Freitag, 4. September 2020

Rezension: Marco Balzano * Ich bleibe hier


Gebundene Ausgabe: 288 Seiten
Verlag: Diogenes
ISBN-13: 
978-3257071214
Preis: 22,00 EUR
E-Book: 18,99 EUR
Reihe: 1/1
Erscheinungsdatum: Juni 2020
Übersetzer: Maja Pflug




Inhalt: 
Trina ist eine junge Frau, die gerne Lehrerin werden möchte und sich dafür auch mächtig ins Zeug legt. Allerdings sind die Zeiten im idyllischen Südtirol alles andere als unbeschwert. Zuerst ziehen die Faschisten durchs Land und knechten die Bauern. Verbieten ihr das Unterrichten und gehen mit Regelbrechern schwer ins Gericht. Darauf folgt der Nationalsozialismus, für einige, der erhoffte Befreiungsschlag, für andere die weitere Katastrophe, denn Krieg folgt. Dazu schwebt die ständige Gefahr des Staudammbaues über dem Tal, der die Bewohner immer wieder angedroht wird und ihr Dorf überfluten würde. Ein unbeständiges Leben für alle und Trina‘s Schicksal ist davon kein anderes. Wie wird sie die Zeit erleben? Kann sie den Schrecken entfliehen? Und wird sie mit ihrem Widerstand etwas bewegen?

Meinung:
Mich hat dieses Cover förmlich angezogen und die Frage, was steckt da für eine Geschichte dahinter, das dieser Turm allein im Wasser steht. Somit war für mich klar, dass ich auf unserer Urlaubsrundreise einen Abstecher zum Reschensee machen möchte, und war wirklich da. Landschaftlich einnehmend, dieser Turm zieht einen magisch an und der Abstecher hat sich gelohnt. Allerdings ist im Heute die Dramatik nicht mehr spürbar, wenn Kinder mit ihren Luftmatratzen um den Turm paddeln. Nach dem Besuch habe ich nun das Buch gelesen und ob sich auch diese Geschichte lohnt, erzähle ich euch nun.

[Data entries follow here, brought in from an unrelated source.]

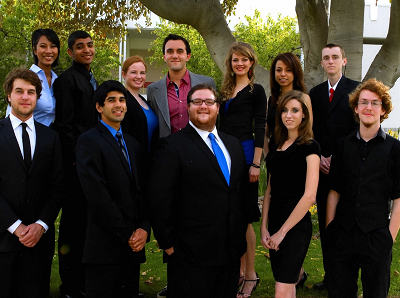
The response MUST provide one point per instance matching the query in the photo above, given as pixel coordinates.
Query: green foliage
(18, 19)
(267, 36)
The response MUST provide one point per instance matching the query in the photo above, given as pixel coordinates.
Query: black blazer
(193, 208)
(135, 123)
(335, 120)
(29, 195)
(115, 205)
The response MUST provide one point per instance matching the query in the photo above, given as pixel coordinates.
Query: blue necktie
(93, 81)
(220, 157)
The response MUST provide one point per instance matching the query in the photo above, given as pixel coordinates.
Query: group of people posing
(119, 164)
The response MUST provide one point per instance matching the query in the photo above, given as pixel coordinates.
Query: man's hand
(138, 240)
(31, 234)
(19, 230)
(169, 251)
(325, 164)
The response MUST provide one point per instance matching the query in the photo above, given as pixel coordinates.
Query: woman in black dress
(286, 74)
(242, 114)
(293, 173)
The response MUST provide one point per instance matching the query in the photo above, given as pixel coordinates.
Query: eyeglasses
(374, 103)
(199, 101)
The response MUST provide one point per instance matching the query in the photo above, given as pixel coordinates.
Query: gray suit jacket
(157, 98)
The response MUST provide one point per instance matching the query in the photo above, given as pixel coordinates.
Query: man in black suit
(332, 120)
(75, 114)
(365, 179)
(108, 166)
(31, 182)
(197, 205)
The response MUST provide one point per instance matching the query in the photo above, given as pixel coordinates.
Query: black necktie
(121, 145)
(93, 81)
(26, 144)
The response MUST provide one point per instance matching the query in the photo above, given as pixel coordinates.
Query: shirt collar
(204, 134)
(37, 69)
(186, 78)
(111, 129)
(334, 86)
(380, 133)
(16, 121)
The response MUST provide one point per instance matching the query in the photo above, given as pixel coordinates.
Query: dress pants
(23, 273)
(351, 251)
(72, 237)
(112, 280)
(188, 280)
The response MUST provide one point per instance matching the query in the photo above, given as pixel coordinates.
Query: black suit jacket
(335, 120)
(115, 205)
(29, 195)
(193, 208)
(135, 123)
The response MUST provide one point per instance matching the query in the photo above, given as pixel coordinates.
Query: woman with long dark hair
(45, 50)
(293, 172)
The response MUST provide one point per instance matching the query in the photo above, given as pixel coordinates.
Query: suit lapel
(339, 93)
(114, 144)
(8, 133)
(161, 99)
(235, 173)
(194, 136)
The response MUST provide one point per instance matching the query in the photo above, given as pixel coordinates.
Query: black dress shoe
(320, 286)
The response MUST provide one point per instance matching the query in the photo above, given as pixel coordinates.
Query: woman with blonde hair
(139, 121)
(242, 114)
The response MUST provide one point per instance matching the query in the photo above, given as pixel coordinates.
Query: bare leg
(285, 290)
(248, 262)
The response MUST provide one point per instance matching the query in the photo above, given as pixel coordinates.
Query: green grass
(154, 273)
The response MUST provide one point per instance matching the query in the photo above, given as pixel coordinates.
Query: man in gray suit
(167, 97)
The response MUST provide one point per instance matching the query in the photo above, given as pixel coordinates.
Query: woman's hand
(265, 236)
(254, 174)
(276, 239)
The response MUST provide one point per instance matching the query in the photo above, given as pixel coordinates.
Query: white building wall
(376, 24)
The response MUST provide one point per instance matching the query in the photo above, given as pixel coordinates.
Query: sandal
(241, 279)
(240, 292)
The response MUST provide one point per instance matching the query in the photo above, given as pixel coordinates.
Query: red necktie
(331, 91)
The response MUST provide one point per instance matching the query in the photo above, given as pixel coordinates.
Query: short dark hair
(101, 92)
(76, 35)
(335, 45)
(293, 62)
(177, 37)
(202, 87)
(51, 36)
(379, 89)
(23, 74)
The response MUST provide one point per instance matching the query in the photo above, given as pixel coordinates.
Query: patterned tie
(93, 81)
(26, 144)
(220, 157)
(331, 91)
(121, 145)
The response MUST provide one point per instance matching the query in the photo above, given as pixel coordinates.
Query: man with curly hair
(365, 180)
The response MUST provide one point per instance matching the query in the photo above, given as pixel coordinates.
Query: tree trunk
(385, 66)
(346, 27)
(208, 18)
(313, 24)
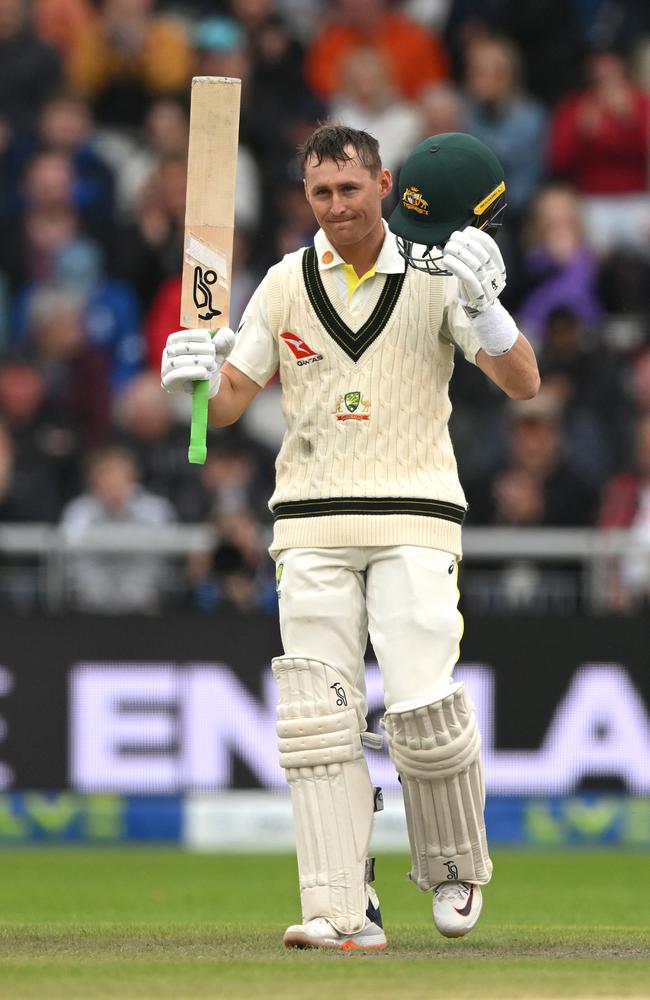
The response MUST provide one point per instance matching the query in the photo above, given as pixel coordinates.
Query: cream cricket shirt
(365, 368)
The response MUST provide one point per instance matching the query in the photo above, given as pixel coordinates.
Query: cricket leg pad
(331, 792)
(436, 749)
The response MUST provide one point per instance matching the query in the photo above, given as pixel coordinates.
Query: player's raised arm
(192, 356)
(452, 194)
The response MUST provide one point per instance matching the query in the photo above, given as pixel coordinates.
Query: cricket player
(368, 507)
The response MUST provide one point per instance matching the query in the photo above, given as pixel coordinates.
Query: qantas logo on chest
(300, 349)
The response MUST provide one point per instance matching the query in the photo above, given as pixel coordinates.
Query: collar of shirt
(389, 260)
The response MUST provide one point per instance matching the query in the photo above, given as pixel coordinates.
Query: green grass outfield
(82, 923)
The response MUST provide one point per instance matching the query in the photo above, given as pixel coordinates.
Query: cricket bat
(209, 223)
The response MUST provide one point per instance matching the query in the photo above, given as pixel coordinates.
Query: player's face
(346, 199)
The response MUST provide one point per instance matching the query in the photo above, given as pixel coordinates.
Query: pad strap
(331, 792)
(436, 750)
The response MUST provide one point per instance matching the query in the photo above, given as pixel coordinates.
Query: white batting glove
(476, 260)
(195, 356)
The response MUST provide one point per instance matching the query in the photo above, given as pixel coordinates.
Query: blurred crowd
(94, 109)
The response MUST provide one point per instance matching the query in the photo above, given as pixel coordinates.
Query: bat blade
(209, 223)
(210, 202)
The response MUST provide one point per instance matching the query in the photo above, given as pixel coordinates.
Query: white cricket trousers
(405, 596)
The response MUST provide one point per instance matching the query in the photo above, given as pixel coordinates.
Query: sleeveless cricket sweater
(366, 458)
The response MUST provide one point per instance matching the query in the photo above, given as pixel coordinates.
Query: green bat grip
(198, 450)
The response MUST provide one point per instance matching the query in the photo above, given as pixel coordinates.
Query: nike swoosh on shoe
(464, 911)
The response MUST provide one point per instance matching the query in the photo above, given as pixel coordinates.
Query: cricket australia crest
(414, 200)
(347, 406)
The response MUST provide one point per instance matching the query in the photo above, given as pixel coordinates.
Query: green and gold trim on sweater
(354, 342)
(370, 505)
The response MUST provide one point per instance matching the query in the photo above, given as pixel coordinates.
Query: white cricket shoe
(456, 907)
(320, 933)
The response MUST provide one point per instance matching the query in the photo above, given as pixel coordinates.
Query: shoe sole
(461, 931)
(303, 941)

Die Südtiroler Gegend gehörte in den 1930er Jahren schon zu Italien, aber davon ist in der Bergregion nichts zu merken. Ihre Sprache ist weiterhin deutsch, ihr Leben weiterhin bescheiden und ihre Arbeit hart. Trotzdem sind die Bewohner zufrieden, leben unbeschwert und genießen ihre grünen Wiesen. Aber der Faschismus hält Einzug, die Zeiten werden rauer, ihre Sprache wird nicht mehr unterstützt und Trina‘s Träume, als Lehrerin zu arbeiten, platzen. So bleibt für sie nur die Möglichkeit, im Untergrund heimlich zu unterrichten und Kindern etwas beizubringen. Und schon zu dieser Zeit gibt es Pläne für einen Staudamm, die geraten aber in den Hintergrund, weil eine weitere Macht sich erhebt. Der aufkommende Nationalsozialismus ist für viele im Dorf die erhoffte Hilfe gegen den Faschismus und wird weitestgehend willkommen geheißen. Nur wenige äußern Bedenken und sehen eine neue Gefahr hereinbrechen. Für viele Bewohner ist es an der Zeit, den Bergen zu entfliehen und sich der neuen Macht anzuschließen. Aber was für ein Schicksal erwartet die Zurückgebliebenen? Können sie bleiben? Und was ist mit dem Staudamm? Diese Sorgen können sie zurückstellen, denn der Krieg kommt. Soviel zu dem historischen Hintergrund dieser Gegend, der einen erstaunt, überrascht und dem idyllischen Eindruck mit anderen Augen betrachten lässt.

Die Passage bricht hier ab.